Halaman:Konflik; Konsep Estetika Novel-Novel Berlatar Minangkabau Periode 1920-1940.pdf/146

Dari Wikisumber bahasa Indonesia, perpustakaan bebas
Halaman ini tervalidasi

Kehidupan kutipan di atas memperlihatkan gambaran kehidupan kaum perantau di daerah Lampung dengan sangat jelas. Kondisi yang digambarkan memberi penjelasan pada pembaca bagaimana beratnya kehidupan anak dagang di daerah tersebut. Letak geografis daerah yang saling berjauhan membuat sebagian mereka harus bermalam karena tempat berdagangnya sangat jauh dari pusat kota. Misalnya, sebuah kedai dijadikan markas untuk tempat para anak dagang menghabiskan waktu dan beristirahat menunggu esok hari, saat mereka pergi ke pelosok menjajakan dagangan. Bagi yang mampu bisa bermalam di penginapan, tetapi bagi mereka yang memiliki modal kecil, tidur di kedai sudah merupakan sebuah keberuntungan. Masih ada teman mereka yang terpaksa tidur di emperan toko dengan menahan dingin serta risiko kehilangan barang, jika tidak waspada menjaganya dari para pencuri.

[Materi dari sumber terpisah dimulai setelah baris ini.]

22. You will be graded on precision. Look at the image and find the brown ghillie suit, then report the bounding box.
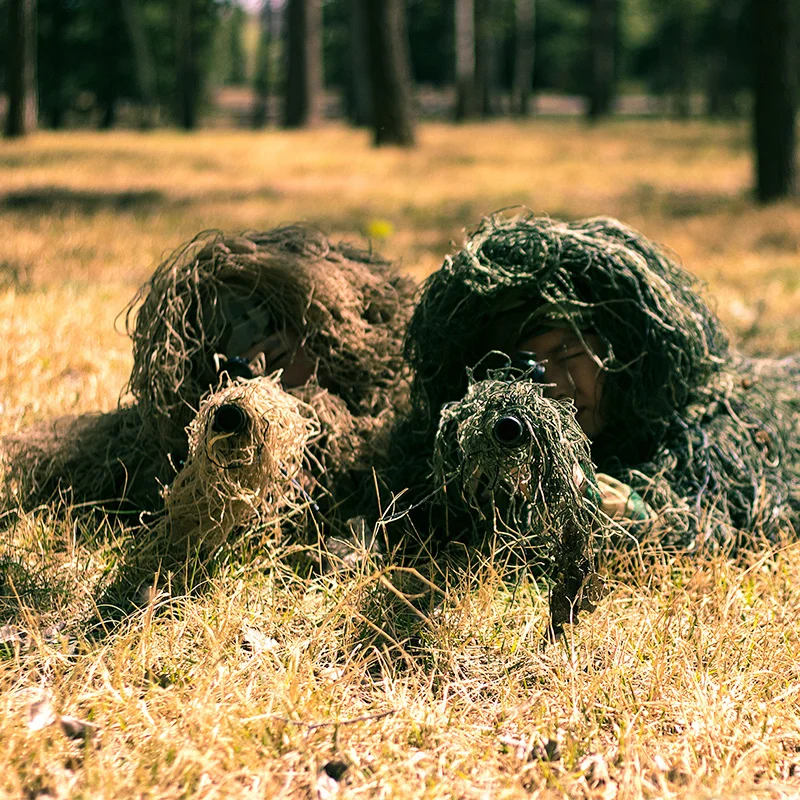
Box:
[0,225,414,536]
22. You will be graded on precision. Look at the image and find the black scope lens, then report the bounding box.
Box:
[492,414,528,447]
[211,403,247,433]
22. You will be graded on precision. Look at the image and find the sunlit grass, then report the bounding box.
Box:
[0,121,800,798]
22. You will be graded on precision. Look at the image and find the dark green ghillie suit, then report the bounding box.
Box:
[393,217,800,549]
[432,370,602,632]
[7,225,414,524]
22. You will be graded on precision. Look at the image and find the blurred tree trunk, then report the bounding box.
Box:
[364,0,414,147]
[283,0,322,128]
[5,0,37,137]
[347,0,372,126]
[175,0,200,131]
[670,8,694,119]
[121,0,158,128]
[706,0,744,117]
[253,0,273,128]
[455,0,478,120]
[752,0,798,203]
[226,5,247,86]
[511,0,536,117]
[97,3,125,130]
[587,0,618,120]
[475,0,500,117]
[42,0,68,130]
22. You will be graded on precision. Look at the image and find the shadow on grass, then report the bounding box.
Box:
[0,186,165,214]
[622,183,750,219]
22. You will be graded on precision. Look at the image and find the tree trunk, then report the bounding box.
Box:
[5,0,37,137]
[283,0,322,128]
[671,10,694,119]
[365,0,414,147]
[455,0,478,120]
[752,0,797,203]
[511,0,536,117]
[42,2,68,130]
[253,0,272,128]
[347,0,373,126]
[588,0,617,121]
[475,0,500,117]
[121,0,158,128]
[706,0,743,117]
[175,0,200,131]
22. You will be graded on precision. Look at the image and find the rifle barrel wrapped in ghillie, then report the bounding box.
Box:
[99,376,320,603]
[158,377,320,552]
[399,216,800,548]
[434,376,601,632]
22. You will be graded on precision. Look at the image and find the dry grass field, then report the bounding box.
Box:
[0,120,800,800]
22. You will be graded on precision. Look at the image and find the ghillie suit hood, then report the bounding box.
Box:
[395,216,800,547]
[10,225,414,510]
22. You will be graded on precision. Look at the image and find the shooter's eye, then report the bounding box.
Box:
[492,414,528,447]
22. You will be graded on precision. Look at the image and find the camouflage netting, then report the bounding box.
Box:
[434,373,602,632]
[393,216,800,548]
[4,225,414,511]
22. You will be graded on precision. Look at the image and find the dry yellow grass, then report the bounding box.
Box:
[0,121,800,798]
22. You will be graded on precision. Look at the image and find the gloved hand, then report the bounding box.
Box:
[585,472,656,522]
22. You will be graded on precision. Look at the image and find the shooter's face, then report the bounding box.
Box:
[243,330,317,389]
[516,328,606,439]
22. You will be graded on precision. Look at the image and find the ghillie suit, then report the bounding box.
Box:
[1,225,413,512]
[129,225,413,510]
[103,377,320,605]
[395,211,800,549]
[434,373,603,634]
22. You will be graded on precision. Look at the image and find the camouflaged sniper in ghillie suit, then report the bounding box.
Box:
[398,216,800,549]
[6,225,414,524]
[431,370,604,633]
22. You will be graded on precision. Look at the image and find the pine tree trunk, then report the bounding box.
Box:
[253,0,273,129]
[5,0,37,137]
[475,0,500,117]
[175,0,199,131]
[753,0,798,203]
[511,0,536,117]
[347,0,373,126]
[455,0,478,120]
[706,0,742,117]
[588,0,617,120]
[283,0,322,128]
[365,0,414,147]
[121,0,158,128]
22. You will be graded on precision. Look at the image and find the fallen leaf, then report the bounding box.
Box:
[28,695,58,731]
[315,761,349,800]
[59,714,100,740]
[242,625,278,653]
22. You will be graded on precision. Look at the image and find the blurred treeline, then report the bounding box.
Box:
[0,0,752,128]
[0,0,800,200]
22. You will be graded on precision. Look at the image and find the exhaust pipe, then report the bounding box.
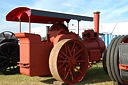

Dalam Pertemuan juga digambarkan bagaimana kehidupan perdagangan di daerah rantau tersebut. Kecenderungan yang terjadi dalam perniagaan digambarkan dengan amat realistis. Misalnya, orang Minang kalah bersaing dengan orang asing yang memiliki modal besar dan sudah menguasai ilmu perdagangan dengan baik. Sementara itu, para pedagang kita masih sangat minim pengetahuannya mengenai seluk-beluk dagang. Ditambah lagi mereka tidak memiliki modal yang cukup sehingga banyak di antara mereka yang berniaga seadanya saja.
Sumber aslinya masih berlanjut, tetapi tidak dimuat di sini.